Un indicateur clé du développement économique, l’indice des Directeurs
d’Achats (Purchasing Manager’s Index, PMI), couvrant les secteurs
manufacturiers et de services de la zone euro, a chuté de 56,2 pour cent en
août à 53,8 pour cent en septembre – son taux le plus bas depuis février.
Dans le même temps, le service des statistiques de l’Union européenne au
Luxembourg a annoncé que les commandes industrielles européennes avaient
baissé de 24 pour cent en juillet par rapport au mois précédent.
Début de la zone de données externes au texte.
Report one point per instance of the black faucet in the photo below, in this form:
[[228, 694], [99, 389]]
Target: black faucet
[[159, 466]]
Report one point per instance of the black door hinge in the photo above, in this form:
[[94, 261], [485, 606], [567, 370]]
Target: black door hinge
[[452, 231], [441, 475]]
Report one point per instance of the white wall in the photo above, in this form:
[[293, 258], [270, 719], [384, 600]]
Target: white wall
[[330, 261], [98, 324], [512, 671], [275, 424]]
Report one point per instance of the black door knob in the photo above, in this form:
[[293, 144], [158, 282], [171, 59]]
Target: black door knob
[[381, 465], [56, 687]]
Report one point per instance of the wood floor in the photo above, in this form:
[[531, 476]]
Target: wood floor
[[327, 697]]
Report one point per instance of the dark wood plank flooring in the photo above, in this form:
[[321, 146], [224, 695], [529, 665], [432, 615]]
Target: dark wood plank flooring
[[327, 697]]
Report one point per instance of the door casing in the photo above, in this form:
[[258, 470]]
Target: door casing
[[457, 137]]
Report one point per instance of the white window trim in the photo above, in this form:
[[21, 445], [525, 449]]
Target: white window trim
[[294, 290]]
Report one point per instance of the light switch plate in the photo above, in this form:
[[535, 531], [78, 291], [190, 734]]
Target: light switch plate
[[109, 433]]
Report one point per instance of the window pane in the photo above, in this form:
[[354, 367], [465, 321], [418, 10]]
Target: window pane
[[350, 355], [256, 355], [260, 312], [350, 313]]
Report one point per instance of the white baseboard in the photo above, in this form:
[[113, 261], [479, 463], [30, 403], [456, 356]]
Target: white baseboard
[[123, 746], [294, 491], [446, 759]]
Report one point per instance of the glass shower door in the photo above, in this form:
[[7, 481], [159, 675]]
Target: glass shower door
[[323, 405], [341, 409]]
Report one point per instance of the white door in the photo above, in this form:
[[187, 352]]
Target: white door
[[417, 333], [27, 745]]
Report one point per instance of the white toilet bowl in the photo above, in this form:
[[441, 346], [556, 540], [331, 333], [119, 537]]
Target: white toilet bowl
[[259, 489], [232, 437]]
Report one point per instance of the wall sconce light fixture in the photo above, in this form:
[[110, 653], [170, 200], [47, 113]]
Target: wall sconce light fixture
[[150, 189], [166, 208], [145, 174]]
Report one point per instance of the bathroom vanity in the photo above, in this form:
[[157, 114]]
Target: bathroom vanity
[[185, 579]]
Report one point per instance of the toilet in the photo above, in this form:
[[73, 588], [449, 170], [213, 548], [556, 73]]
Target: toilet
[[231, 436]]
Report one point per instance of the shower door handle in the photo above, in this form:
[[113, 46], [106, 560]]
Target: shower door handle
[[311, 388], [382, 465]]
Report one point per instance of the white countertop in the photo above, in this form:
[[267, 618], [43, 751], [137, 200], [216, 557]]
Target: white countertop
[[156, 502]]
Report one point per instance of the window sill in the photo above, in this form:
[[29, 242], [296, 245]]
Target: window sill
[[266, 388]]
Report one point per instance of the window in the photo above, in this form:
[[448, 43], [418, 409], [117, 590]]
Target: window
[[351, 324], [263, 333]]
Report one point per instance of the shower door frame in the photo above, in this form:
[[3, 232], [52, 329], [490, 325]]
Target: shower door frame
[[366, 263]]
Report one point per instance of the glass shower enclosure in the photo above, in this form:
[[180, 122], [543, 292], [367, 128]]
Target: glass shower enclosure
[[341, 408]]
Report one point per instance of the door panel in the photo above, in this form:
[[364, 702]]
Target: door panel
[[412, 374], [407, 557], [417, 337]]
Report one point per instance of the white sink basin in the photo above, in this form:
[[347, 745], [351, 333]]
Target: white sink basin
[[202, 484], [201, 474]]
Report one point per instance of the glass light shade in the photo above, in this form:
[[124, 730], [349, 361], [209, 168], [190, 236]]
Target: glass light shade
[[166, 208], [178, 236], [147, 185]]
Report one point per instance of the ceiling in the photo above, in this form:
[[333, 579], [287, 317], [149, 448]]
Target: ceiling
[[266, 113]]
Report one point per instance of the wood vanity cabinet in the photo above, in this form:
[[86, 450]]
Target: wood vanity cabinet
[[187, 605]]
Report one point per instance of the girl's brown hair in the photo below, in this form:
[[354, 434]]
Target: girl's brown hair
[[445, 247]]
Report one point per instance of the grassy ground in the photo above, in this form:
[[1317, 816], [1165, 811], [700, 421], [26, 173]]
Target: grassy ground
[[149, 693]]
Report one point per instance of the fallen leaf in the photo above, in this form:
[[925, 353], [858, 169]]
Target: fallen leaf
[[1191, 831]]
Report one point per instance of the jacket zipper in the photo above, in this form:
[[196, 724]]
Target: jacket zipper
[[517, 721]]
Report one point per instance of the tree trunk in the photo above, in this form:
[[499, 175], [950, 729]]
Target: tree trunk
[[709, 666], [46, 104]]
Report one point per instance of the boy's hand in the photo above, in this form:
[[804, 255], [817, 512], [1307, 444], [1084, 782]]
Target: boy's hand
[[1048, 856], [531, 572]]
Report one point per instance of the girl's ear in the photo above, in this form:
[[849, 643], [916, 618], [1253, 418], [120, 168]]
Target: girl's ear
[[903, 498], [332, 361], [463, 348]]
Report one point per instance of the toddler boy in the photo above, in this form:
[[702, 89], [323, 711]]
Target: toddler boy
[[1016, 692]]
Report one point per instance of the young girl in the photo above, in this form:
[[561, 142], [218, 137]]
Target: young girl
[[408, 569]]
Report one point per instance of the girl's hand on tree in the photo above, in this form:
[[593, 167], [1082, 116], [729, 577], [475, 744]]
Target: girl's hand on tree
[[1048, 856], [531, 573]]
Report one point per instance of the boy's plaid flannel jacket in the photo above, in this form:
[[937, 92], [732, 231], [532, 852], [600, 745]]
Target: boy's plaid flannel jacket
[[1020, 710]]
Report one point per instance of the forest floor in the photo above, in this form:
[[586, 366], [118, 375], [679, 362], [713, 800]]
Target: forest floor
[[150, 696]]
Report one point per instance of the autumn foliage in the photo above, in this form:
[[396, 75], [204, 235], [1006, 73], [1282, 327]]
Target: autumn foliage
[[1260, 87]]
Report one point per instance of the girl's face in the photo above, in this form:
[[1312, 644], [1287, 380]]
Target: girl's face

La chute du PMI en septembre est considérée par les analystes comme un
indicateur que l’économie européenne continuera de rester fragile au cours
des prochains mois de cette année.
Les derniers chiffres ont été rassemblés après la publication des données
pour le second trimestre de 2011 qui indiquaient une certaine reprise de
l’économie européenne. L’accélération inattendue de la croissance au second
trimestre a été en grande partie provoquée par l’Allemagne qui a enregistré
un essor de 2,2 pour cent de son activité économique en raison
principalement du dynamisme de son industrie d’exportation.
Les chiffres de la croissance ont été salués par les dirigeants européens
et de vastes couches des médias comme étant la preuve que l’Europe, au bout
de deux ans, émergeait finalement de la récession suite à la crise
financière de 2008.
A présent, toutefois, la grande jubilation du mois précédent s’est
évaporée et les chiffres du second trimestre ont été qualifiés de
« correction technique » passagère.
En commentant les derniers chiffres, l’expert économique Chris Scicluna a
déclaré : « Certaines grandes nations industrialisées ont connu une reprise
en début d’année mais nous nous rendons compte à présent qu’elle n’était pas
durable. Il n’y a pas de locomotive à la croissance en vue… Nous constatons
les séquelles de la crise. »
C’est avant tout, la chute du PMI et des commandes industrielles
européennes qui révèle que les économies européennes les plus fortes sont
tributaires de l’économie mondiale en général. Les inquiétudes grandissantes
d’une longue période de stagnation de l’économie américaine, combinée à un
ralentissement de la croissance de la Chine et des économies des tigres
asiatiques ont eu des répercussions négatives pour les principales
puissances européennes.
L’économiste à la Deutsche Bank, Gilles Moec, a déclaré : « l’Allemagne
et très sensible aux fluctuations de la demande américaine, chinoise et
ainsi de suite. La France souffrira indirectement des effets secondaires. »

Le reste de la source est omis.